窓の外を見ていたら、雨までざーざーふってきて、しょんぼりだよ。
ボクはまだちいさいけれど、ちいさいけれども……わかるよ!
おばあちゃんは、ママのおかあさんなのに、どうしてボクのダイスキなパパをいじめるの?
ママとパパとくらしていたときのこと、ボクだってすこしは覚えているよ。 パパ……ひとりになって……ボクを抱っこして、がんばるって言ってくれて、ボクも男の子だからがんばるってヤクソクしたんだ。
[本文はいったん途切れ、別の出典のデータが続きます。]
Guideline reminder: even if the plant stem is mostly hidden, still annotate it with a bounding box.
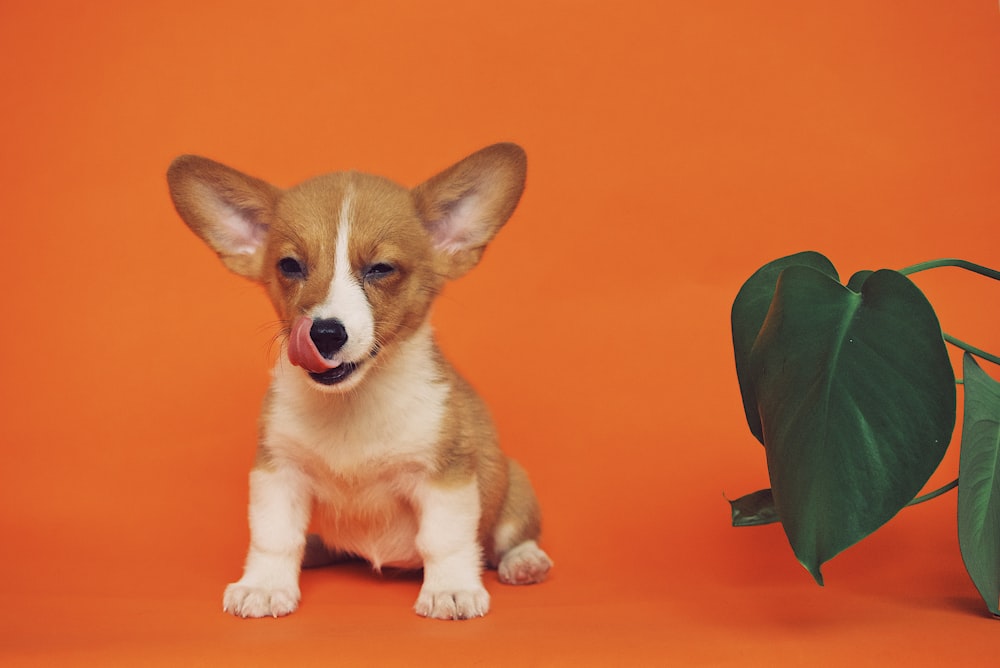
[906,479,958,506]
[942,332,1000,364]
[899,258,1000,281]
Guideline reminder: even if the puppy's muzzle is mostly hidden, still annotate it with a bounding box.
[309,318,347,360]
[288,316,357,385]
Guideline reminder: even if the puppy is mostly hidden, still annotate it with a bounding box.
[167,144,552,619]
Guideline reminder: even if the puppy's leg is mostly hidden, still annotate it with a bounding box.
[493,461,552,584]
[414,477,490,619]
[222,466,309,617]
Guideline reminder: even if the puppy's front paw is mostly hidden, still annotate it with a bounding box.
[497,540,552,584]
[222,582,299,617]
[413,586,490,619]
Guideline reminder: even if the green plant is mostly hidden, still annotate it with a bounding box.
[730,251,1000,615]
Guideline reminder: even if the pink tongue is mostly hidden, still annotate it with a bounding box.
[288,316,341,373]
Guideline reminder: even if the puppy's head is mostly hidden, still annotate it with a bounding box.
[167,144,525,392]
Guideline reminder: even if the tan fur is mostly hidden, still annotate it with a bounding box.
[168,144,551,618]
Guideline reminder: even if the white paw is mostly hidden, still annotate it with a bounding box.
[497,540,552,584]
[413,586,490,619]
[222,582,299,617]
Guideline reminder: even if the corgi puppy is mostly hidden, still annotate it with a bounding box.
[167,144,552,619]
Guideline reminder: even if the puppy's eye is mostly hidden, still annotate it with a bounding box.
[365,262,396,281]
[278,257,306,279]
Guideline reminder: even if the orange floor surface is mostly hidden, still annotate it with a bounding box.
[0,0,1000,666]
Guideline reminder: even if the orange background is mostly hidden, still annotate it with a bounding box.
[0,0,1000,666]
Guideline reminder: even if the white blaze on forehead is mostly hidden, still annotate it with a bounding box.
[310,186,375,362]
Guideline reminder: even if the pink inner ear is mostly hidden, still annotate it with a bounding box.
[431,192,485,253]
[214,199,267,255]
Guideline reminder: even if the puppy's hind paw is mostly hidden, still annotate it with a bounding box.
[222,582,299,618]
[413,587,490,619]
[497,540,552,584]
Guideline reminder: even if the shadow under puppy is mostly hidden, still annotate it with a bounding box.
[167,144,552,619]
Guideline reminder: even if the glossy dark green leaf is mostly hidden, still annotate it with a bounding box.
[729,489,779,527]
[847,269,875,292]
[958,353,1000,615]
[748,266,956,584]
[732,251,839,443]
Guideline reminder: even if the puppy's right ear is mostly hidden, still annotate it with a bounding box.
[167,155,281,280]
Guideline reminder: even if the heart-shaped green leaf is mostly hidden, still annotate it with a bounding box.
[748,265,956,584]
[729,489,779,527]
[731,251,839,443]
[958,353,1000,615]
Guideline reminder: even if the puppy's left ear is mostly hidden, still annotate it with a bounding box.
[413,144,527,278]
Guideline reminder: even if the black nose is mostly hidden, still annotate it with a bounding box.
[309,318,347,359]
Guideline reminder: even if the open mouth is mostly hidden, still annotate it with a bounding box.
[309,362,358,385]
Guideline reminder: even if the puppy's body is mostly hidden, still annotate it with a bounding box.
[169,144,551,619]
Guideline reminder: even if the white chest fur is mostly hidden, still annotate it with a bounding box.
[263,326,450,567]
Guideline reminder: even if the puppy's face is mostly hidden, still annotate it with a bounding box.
[260,173,443,391]
[167,144,525,392]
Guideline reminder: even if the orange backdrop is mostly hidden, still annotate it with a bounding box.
[0,0,1000,666]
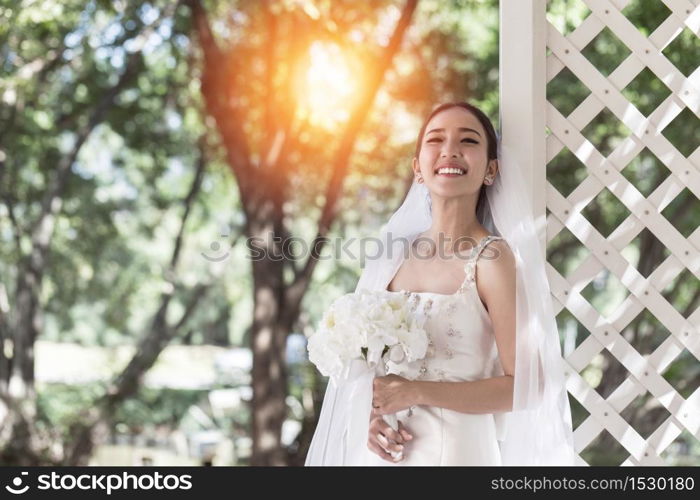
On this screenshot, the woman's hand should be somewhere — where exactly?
[367,404,413,462]
[372,375,416,415]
ねぇ……ボクたち……あんなに怒られるほど、ひどいことしたの?
わからないよ、ボクにはまだわからない。
わかるのはパパが元気ないってことだけだよ!
こんな時、パパをニコニコにしてくれるのは、やっぱりお兄ちゃんだ。
お兄ちゃんに、はやく会いたいなぁ。
お兄ちゃんはあんなにこわい言葉はつかわないよ。いつだってボクとパパをほわほわにしてくれるもん。
「お兄ちゃん……」
口に出すとすごくあいたくなって、泣いちゃいそうだよ。
あ……窓のむこうはすごい雨になってきた。お兄ちゃん、ケーキ買いに行く時、カサもったかな。ぬれていないといいなぁ。
「芽生、もう着くぞ」
「うん……あっ、あそこ、お兄ちゃんだ!」
マンションのちかくの道を、お兄ちゃんが歩いていた。大きなトウメイのカサを持って。
「パパぁ……ボクたちもうお兄ちゃんがいないとダメだね。ずっとずっといっしょにいたいなぁ」
「芽生、ありがとうな。パパもそう思おうよ」
その後、おにいちゃんのさしている大きなカサに、みんなでぎゅっと集まってはいったよ。カサには葉っぱの絵がかいてあったので、なんだかお兄ちゃんが木みたいで、ボクたちあまやどりしているみたいだった。
「お兄ちゃん、雨がきれい~」
「うん、傘にあたってリズミカルにはねているね」
「本当だ!」
お兄ちゃんの笑顔がやさしくて、話し方もゆっくりで、それからお花のにおいがして……あぁよかった。
「お兄ちゃん、ボクね、つかれちゃった」
「うん、帰ったらケーキをたべようね。芽生くんの大好きなケーキだよ。あとお花も飾ろうね」
「うん! うん!」
****
先ほどまでの土砂降りの雨は、瑞樹がさす傘に入った途端、別物になった。
透明な傘にあたって跳ねる雫は、ときめきだ。俺の心は、君に会う度に恋をするようで、心臓がバクバクだ。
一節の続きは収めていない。